COM-HPC Mini: SWaP-C Optimized, Available Off-the-Shelf

Alternatively, the same drone design team could choose an off-the-shelf computer-on-module (COM) in a reduced form factor to start their design. The COM-HPC Mini standard was created specifically for these performance-per-watt tradeoff scenarios, supporting processor thermal design power (TDP) up to 100 W in a footprint of just 95 mm × 70 mm.

The congatec conga-HPC/mRLP is one example of a COM-HPC Mini module that delivers high compute density in a tight power budget. See figure 1. Its onboard 13th Gen Intel Core processor is a heterogeneous multicore processor available in extended temperature variants. The device contains between one and six Performance cores and four-to-eight Efficiency cores, where Performance cores support the execution of AI or application software and Efficiency cores manage communications, control, and the like.
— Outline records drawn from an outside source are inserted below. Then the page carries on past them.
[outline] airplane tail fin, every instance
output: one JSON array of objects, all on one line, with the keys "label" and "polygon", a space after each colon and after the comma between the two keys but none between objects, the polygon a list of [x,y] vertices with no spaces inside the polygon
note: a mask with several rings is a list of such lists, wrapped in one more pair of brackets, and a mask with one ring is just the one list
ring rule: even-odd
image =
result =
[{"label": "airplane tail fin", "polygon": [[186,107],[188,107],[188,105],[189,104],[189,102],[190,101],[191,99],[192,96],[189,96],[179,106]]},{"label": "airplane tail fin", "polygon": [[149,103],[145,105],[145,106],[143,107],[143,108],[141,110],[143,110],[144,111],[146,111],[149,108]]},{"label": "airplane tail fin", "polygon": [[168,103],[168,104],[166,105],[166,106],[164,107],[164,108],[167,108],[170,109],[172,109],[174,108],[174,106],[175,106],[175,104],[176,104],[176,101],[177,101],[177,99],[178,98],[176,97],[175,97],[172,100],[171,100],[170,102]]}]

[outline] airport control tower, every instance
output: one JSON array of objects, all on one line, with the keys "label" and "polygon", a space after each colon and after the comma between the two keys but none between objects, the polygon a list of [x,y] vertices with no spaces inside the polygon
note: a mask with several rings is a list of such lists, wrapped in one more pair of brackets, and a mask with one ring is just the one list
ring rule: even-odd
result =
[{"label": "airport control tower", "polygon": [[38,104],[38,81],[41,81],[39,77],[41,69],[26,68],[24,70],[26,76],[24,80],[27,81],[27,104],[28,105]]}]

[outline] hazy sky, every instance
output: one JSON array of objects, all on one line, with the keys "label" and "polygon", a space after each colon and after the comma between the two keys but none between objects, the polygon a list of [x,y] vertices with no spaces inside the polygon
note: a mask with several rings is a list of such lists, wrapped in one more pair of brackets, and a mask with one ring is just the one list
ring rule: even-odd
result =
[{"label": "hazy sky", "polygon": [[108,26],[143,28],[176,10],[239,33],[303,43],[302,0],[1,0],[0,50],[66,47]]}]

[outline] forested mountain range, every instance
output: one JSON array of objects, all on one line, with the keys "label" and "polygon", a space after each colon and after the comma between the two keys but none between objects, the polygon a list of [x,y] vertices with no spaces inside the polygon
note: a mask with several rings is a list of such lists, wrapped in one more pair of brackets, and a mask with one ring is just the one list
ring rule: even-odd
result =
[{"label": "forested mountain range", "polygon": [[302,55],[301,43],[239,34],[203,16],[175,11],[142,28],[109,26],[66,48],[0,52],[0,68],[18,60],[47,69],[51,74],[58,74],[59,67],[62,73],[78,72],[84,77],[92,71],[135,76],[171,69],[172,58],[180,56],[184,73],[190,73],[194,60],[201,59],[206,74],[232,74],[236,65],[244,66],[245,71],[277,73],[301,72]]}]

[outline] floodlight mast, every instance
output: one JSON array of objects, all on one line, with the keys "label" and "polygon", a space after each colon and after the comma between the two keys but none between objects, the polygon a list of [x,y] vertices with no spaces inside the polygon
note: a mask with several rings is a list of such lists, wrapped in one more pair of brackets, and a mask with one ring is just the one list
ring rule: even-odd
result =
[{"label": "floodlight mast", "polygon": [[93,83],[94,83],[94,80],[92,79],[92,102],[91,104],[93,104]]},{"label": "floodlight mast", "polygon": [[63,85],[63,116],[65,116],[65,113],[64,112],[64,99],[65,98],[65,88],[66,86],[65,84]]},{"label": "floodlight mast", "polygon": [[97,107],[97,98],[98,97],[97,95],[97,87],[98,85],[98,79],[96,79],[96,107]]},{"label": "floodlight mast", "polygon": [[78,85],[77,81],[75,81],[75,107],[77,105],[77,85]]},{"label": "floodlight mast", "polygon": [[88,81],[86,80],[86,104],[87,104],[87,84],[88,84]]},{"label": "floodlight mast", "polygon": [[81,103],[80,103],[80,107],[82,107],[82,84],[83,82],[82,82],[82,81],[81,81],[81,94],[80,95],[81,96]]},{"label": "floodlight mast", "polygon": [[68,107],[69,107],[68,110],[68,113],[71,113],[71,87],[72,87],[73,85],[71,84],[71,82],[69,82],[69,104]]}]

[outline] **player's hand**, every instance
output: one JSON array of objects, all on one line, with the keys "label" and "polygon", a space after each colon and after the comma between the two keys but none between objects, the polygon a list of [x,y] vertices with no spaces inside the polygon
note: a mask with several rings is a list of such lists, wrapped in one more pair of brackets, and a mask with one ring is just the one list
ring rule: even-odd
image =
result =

The conga-HPC/mRLP — a COM-HPC Mini high-performance module based on 13th Gen Intel Core processor series – is an off-the-shelf SWaP-C embedded module for drones, robots and other mobile edge systems. Source: congatec

The 13th Gen system on chip (SoC) also integrates Intel Iris Xe graphics. With up to 96 execution units for offloading multimedia-intensive workloads from primary cores, it adds performance without increasing size, power consumption, or cost — a major contrast with a discrete accelerator.

High-bandwidth I/O interfaces native to the COM-HPC Mini specification — PCIe Gen 4/5, USB4, and MIPI CSI — deliver data from high-fidelity sensors and between the processor and memory in support of real-time compute, onboard sensor fusion, and local autonomous decision making.

While each functional area in the system could require separate processors — and could potentially demand different modules altogether — the COM approach consolidates them into a single module. For drone system designers, the reduced performance per watt per area results in longer flight time, more robust feature sets, and an overall more competitive product.

Upward Mobility at the Edge

Innovation in the technology market will continue its march toward greater performance at lower power consumption and cost. Fortunately, mobile edge system designers can now leverage the benefits of COM-HPC Mini platforms to speed time to market on pre-validated, off-the-shelf platforms that are easily upgradable for long-term viability.

Access to a robust performance per watt per area profile is especially important to mobile edge system designers, who continuously balance their application’s demands with SWaP-C constraints. Fortunately, COM-HPC Mini platforms are readily available for design and deployment.